What ought to be done to improve Indian indentured Caribbean historiography?

This is my final column on indentured immigration to Guyana. I do hope my write-ups on the topic over the preceding months have been informative and inspiring to readers. My larger hope is that the various symposiums planned during early March on addressing 100 years of indentured emancipation as well as how Indians have evolved since this time will be well-supported, well-attended and beneficial to Guyanese society at a time when ethnic divisiveness is at the deepest.

I am pleased to announce that there have been some determinations or new developing trends in Indian indentured historiography in the Caribbean. Most notable is a peasant rebellion and resistance discourse against plantation power and dominance, which has essentially analysed indenture from the position of the labourers or from a non-elite perspective. This is an achievement we should be proud of since it underscores the urge of regaining the reins of our history.

The general argument of the developing historiographical trends is that while Indians were abused by their overlords, they also used various forms of resistance techniques to improve their lives. They possessed the adaptive and adaxial capacity to deal with the throes of indenture, to speak back to the power holders of indenture, to look out for their unfortunate brothers and sisters of indenture, and to plan a better life beyond the institutionalisation of indenture.

Likewise, Devi Hardeen argues that there are significant studies on the Black Atlantic, White Atlantic, and other Atlantic Studies but practically nothing on the Brown Atlantic, or brown people from India in the Caribbean. Hardeen asks for more macro-level analyses of Indian indenture. Do I agree? Absolutely! But when this will happen appears to be, in my judgment, an exercise in waiting.

While the above new approaches are encouraging, the study of Indian indenture in the Caribbean must be supported by scholars and institutions in the field. One priority should be to tackle the problems of insularity and inconsistency not only within the discipline but also among writers of indentureship. The lack of comparative analyses of indenture, a concept common to other disciplines, should also be addressed. The spirit of community and cooperation in the study of indenture should be preferred rather than the preference for insular objectives.

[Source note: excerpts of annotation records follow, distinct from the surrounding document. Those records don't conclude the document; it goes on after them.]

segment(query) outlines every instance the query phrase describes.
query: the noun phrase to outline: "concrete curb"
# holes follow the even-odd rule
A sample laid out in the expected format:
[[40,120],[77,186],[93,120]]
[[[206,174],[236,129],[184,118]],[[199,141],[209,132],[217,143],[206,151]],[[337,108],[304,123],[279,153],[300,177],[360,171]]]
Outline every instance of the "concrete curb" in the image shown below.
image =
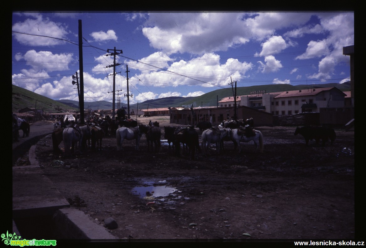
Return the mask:
[[[18,235],[14,220],[53,216],[58,238],[63,239],[113,240],[118,238],[93,222],[82,211],[70,208],[68,202],[52,182],[43,175],[36,155],[36,145],[29,149],[31,165],[13,167],[14,231]],[[22,189],[21,192],[14,190]]]

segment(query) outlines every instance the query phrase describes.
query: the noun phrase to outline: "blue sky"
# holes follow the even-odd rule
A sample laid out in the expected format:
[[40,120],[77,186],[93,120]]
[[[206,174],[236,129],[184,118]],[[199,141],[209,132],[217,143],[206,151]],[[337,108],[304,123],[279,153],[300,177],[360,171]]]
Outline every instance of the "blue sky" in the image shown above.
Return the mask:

Academic institutions within the Caribbean, especially in Guyana, Trinidad, and Suriname with large Indian populations, must go beyond their current support and participation in the study of indenture. More young individuals should be encouraged through promotion, advisement, and financial assistance to study indenture. They should be encouraged to take field trips to various plantations as well as gravesites in these countries to reconstruct memories of indenture rather than relying solely on archival records. To be fair, the University of the West Indies in Trinidad, and to a lesser extent, the University of Suriname, has made some significant strides in the study of indenture under the leadership of most well-learned scholars in the field. The same cannot be said of the University of Guyana where the study of indenture has practically ceased.

I argue that a revised and forward-looking programme for the study of Indian indenture can only be practical when actions match declared intentions and when policies match realities. So in this regard, a journal on indenture should be developed to go beyond the current scattered attention given to indenture in a few journals. Few individuals would argue against the thought that a journal of indenture based in the Caribbean would likely resolve the problems of indentured studies dispersed in various journals around the globe, which has become a nightmare for researchers and doctoral students to access even in the age of globalisation. Additionally, a clear focus of the journal will potentially relieve the burden of journal editors to reject submissions of articles on indenture on the basis that they are unsuitable for their journals. Moreover, it might also reduce the disappointment among writers on indenture who are unable to find a suitable place for their work.

By any measurement, until there is a journal for indenture studies in the Caribbean, the field of indenture studies will most likely remain loose and uncoordinated, searching for a home. But more importantly, a journal of indenture studies will serve as a platform for rigorous debates, international engagement, openness, the introduction of new modes and models of thoughts and ideas, among other things. It might attract financial assistance through various international agencies and advertisements, which in turn can be used to set up an indenture fund for emerging students and scholars in the field. Of course, all of what has been discussed so far will not materialise without financial support. There must be first and foremost a radical approach of investigating what happened to the unclaimed remittances submitted to the colonial banks by deceased Indians during indenture. Retraction from this prerogative would reveal a shameful display, particularly from the perspective of our deceased ancestors, how little we have achieved and how far we still have to go. So far, the silence on this matter is frightening. These funds, if reclaimed, should be used wisely to study indentured servitude in the Caribbean, and hopefully, iron out some of the deficiencies in Indian indentured historiography.